The likely political implications of the judicial challenge to the No-confidence Motion is unhealthy for Guyana at this time

The local press is flooded with a diversity of viewpoints and commentaries from local and international experts and all sorts of agencies and important groups that have been pronouncing on this matter almost every day. Interestingly, “The Economist” magazine featured an extremely well-articulated article entitled “Oil riches raise the political stakes in Guyana”.
The nation witnessed, despite calls from the Government for the Speaker to review the outcome of the No-confidence Motion that he instead, opted to decline in doing so. The Speaker’s ruling is available in full in the local press. One may agree that this move by the Speaker was indeed very professional and also reinforced his professional integrity since over the last three years, he was often times criticised, by this author included, for appearing to be biased in the discharge of his duties as Speaker of the National Assembly.

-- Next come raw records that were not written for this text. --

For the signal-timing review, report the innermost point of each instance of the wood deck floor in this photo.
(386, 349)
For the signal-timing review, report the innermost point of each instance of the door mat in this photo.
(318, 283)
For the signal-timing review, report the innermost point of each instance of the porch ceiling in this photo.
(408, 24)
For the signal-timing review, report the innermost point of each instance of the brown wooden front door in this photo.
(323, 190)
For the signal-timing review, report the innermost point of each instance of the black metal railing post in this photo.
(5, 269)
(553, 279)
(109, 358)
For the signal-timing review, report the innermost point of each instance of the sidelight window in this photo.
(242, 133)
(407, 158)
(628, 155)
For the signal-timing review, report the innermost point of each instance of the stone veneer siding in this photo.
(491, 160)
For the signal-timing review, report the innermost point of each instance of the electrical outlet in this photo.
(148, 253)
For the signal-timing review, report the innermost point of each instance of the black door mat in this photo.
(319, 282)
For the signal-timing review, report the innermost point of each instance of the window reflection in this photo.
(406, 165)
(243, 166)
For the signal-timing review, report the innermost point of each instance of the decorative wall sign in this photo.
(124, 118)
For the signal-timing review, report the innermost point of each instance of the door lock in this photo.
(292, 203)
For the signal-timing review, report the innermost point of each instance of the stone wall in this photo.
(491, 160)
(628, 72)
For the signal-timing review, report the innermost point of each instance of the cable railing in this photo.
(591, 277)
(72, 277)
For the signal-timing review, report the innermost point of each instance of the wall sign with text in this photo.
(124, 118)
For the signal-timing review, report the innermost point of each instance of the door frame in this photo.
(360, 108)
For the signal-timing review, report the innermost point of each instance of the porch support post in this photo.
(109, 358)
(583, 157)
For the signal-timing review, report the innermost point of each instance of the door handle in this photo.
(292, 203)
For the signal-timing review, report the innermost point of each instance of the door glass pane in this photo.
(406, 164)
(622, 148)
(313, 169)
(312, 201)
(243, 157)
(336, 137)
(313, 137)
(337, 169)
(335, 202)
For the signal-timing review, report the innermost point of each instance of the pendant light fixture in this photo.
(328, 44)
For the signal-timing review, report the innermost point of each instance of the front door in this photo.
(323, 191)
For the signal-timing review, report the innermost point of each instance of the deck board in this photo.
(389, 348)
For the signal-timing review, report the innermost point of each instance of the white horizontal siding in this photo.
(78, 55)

Now, it is obvious that the Government is not going to give up power without a fight amid the notion that the country is poised to be earning oil wealth within the next year or so. However, if they are truly serious about what is good for this country then their actions are not reflective of such. Take for example in the President’s New Year’s message, if one listens carefully to that message, clearly someone is out of touch with reality. With all due respect to his Excellency, the message on that occasion was not at all reflective of the realities of the people of this country. This assertion is premised upon the 30,000 plus households who have been affected both directly and indirectly by the closure of the sugar estates. People are suffering, plunging deeper into poverty, children are being denied an education because their parents cannot afford to send them to school. This one act alone by the Government has deemed a loss of confidence in it by the people. In fact, this author in 2017 had written extensively on these issues regarding the downsizing of the sugar industry, including the social and economic impact wherein it was posited that about GY$10-$11 billion will be taken out of the economy annually with the closure of these estates and not to mention the other multiplier effects.
In fact, citing a fellow colleague who also writes for this newspaper, Sase Singh, in his ‘Straight Talk’ column featured on January 4, 2019, Singh showed that the losses incurred by the Guyana Sugar Corporation for the years 2015 and 2016, before the estates were closed, stood at $2.7 billion and $1.3 billion respectively; while for the years subsequent to the closure or what the Government often describes as right sizing the industry, the losses incurred for 2017 and 2018 stood at $18.3 billion and $12.8 billion respectively. Clearly, the Government is out of touch with reality and has little or no clue of what it is doing in terms of managing the economic and financial affairs of this country. In other words, they are living or governing in a vacuum of denial, especially now with the outcome of the No-confidence Motion.
Turning now to what is happening in Guyana domestically and in respect to recent geopolitical developments – that is, the Foreign Affairs Minister reported that the Venezuelans attempted to land a helicopter on ExxonMobil’s ship. These developments can have far-reaching detrimental consequences for Guyana and can even delay the production of oil. With Russia supporting the Venezuelans in the area of military support; especially and announced plans for setting up a military base in the Caribbean, there can be an imminent American and Russian war in our own backyard. The sad reality of such an outcome is that no American or Russian would be harmed except for the military personnel, but it is the Caribbean people, Guyana and Venezuela who will suffer.
Against this backdrop, with the judicial challenge to the No-confidence Motion, if that ruling turns out in a particular manner, then there may be a constitutional crisis and a political crisis which will lead to an economic crisis and a social crisis especially if fresh elections are not held within 90 days as stipulated by the Constitution. These events, if materialised, will inevitably weaken Guyana within these dimensions and it is when this happens that Venezuela may very well seize the opportunity to aggressively continue to threaten Guyana with the use of military force. It is no coincidence that the last aggressive move in this regard was done on the very next day after the no-confidence vote. That was a strategic move by the Venezuelans and if Guyana’s political climate becomes further weakened, the outcomes are going to be devastating. Therefore, the politicians need to do what is best for Guyana and that is, to have fresh elections in the next three months.